A simplification of the unified gas kinetic scheme

TL;DR

This paper introduces a simplified version of the unified gas kinetic scheme (UGKS) that maintains high accuracy while reducing computational costs to levels comparable with the discrete ordinate method, enhancing efficiency in transition flow simulations.

Contribution

A new simplified UGKS that evaluates the equilibrium flux analytically, reducing computational cost without sacrificing accuracy, and demonstrating its Navier-Stokes asymptotic preserving property.

Findings

Simplified scheme matches UGKS accuracy with lower computational cost.

Equilibrium flux can be evaluated analytically, avoiding velocity space discretization.

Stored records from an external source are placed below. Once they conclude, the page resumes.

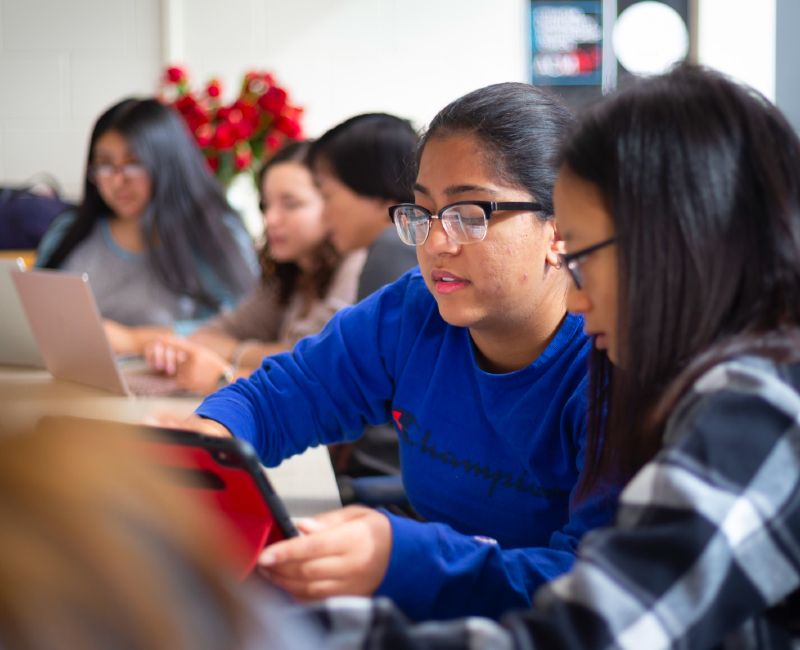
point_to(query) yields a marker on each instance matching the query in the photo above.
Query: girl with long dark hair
(679, 202)
(474, 360)
(154, 232)
(304, 281)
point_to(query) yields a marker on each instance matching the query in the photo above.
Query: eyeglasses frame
(488, 208)
(116, 169)
(572, 260)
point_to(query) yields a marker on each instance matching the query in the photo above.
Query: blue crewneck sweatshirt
(490, 460)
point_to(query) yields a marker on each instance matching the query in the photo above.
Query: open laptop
(69, 332)
(17, 345)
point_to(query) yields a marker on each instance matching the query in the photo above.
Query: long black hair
(184, 219)
(520, 126)
(288, 277)
(701, 177)
(373, 154)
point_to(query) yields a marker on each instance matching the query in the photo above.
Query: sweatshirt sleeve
(705, 550)
(324, 391)
(466, 574)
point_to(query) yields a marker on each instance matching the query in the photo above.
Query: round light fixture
(649, 37)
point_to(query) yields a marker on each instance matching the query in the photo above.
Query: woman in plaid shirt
(679, 204)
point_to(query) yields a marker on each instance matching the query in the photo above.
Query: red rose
(272, 142)
(273, 100)
(288, 126)
(175, 74)
(204, 134)
(186, 104)
(224, 136)
(214, 88)
(242, 158)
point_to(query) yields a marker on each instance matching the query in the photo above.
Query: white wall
(738, 38)
(409, 57)
(61, 63)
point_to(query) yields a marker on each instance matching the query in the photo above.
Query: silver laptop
(17, 345)
(69, 332)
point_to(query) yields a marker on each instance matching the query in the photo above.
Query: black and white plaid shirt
(705, 552)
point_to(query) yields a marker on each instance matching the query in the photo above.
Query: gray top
(260, 317)
(126, 287)
(124, 284)
(387, 259)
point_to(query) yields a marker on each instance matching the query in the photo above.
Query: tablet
(224, 474)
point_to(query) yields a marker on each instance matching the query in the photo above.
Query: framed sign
(566, 43)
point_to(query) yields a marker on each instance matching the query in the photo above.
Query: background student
(304, 281)
(679, 200)
(362, 166)
(154, 232)
(477, 363)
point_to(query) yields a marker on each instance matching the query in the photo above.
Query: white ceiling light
(649, 37)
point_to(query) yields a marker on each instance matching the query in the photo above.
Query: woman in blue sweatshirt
(476, 362)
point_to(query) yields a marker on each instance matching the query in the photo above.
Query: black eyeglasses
(465, 222)
(573, 260)
(133, 171)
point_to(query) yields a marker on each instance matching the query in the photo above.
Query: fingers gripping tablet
(223, 474)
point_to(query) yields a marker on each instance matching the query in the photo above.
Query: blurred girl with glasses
(304, 281)
(154, 231)
(479, 367)
(695, 310)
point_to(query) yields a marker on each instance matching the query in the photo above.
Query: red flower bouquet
(239, 136)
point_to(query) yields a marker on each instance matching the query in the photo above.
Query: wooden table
(305, 482)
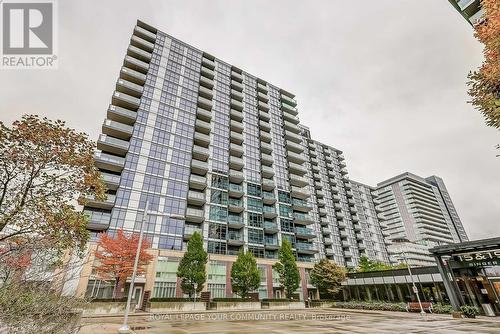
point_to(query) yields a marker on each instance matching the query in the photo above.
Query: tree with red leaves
(116, 256)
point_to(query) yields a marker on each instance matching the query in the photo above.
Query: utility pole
(415, 289)
(124, 329)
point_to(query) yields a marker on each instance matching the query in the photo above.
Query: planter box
(283, 305)
(177, 306)
(106, 308)
(235, 305)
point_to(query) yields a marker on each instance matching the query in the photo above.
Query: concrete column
(451, 290)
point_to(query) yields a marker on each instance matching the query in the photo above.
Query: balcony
(138, 53)
(202, 126)
(263, 97)
(201, 139)
(294, 147)
(236, 190)
(298, 181)
(145, 34)
(301, 205)
(264, 115)
(295, 157)
(117, 130)
(236, 126)
(130, 75)
(235, 104)
(237, 76)
(112, 145)
(235, 163)
(288, 100)
(121, 115)
(266, 159)
(200, 153)
(301, 193)
(265, 147)
(272, 243)
(195, 215)
(235, 176)
(206, 92)
(265, 136)
(296, 138)
(236, 150)
(268, 184)
(289, 109)
(129, 88)
(108, 203)
(268, 197)
(190, 230)
(207, 73)
(199, 167)
(208, 63)
(269, 212)
(235, 221)
(206, 82)
(267, 171)
(203, 114)
(204, 103)
(235, 205)
(109, 162)
(236, 138)
(235, 238)
(136, 64)
(302, 218)
(235, 94)
(270, 227)
(196, 198)
(304, 233)
(236, 115)
(112, 181)
(197, 182)
(305, 248)
(236, 85)
(296, 169)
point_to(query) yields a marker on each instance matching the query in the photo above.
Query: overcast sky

The scheme remains Navier-Stokes asymptotic preserving when collision effects are included.

Abstract

Unified gas kinetic scheme (UGKS) is an asymptotic preserving scheme for the kinetic equations. It is superior for transition flow simulations, and has been validated in the past years. However, compared to the well known discrete ordinate method (DOM) which is a classical numerical method solving the kinetic equations, the UGKS needs more computational resources. In this study, we propose a simplification of the unified gas kinetic scheme. It allows almost identical numerical cost as the DOM, but predicts numerical results as accurate as the UGKS. Based on the observation that the equilibrium part of the UGKS fluxes can be evaluated analytically, the equilibrium part in the UGKS flux is not necessary to be discretized in velocity space. In the simplified scheme, the numerical flux for the velocity distribution function and the numerical flux for the macroscopic conservative quantities are evaluated separately. The simplification is equivalent to a flux hybridization of the gas kinetic scheme for the Navier-Stokes (NS) equations and conventional discrete ordinate method. Several simplification strategies are tested, through which we can identify the key ingredient of the Navier-Stokes asymptotic preserving property. Numerical tests show that, as long as the collision effect is built into the macroscopic numerical flux, the numerical scheme is Navier-Stokes asymptotic preserving, regardless the accuracy of the microscopic numerical flux for the velocity distribution function.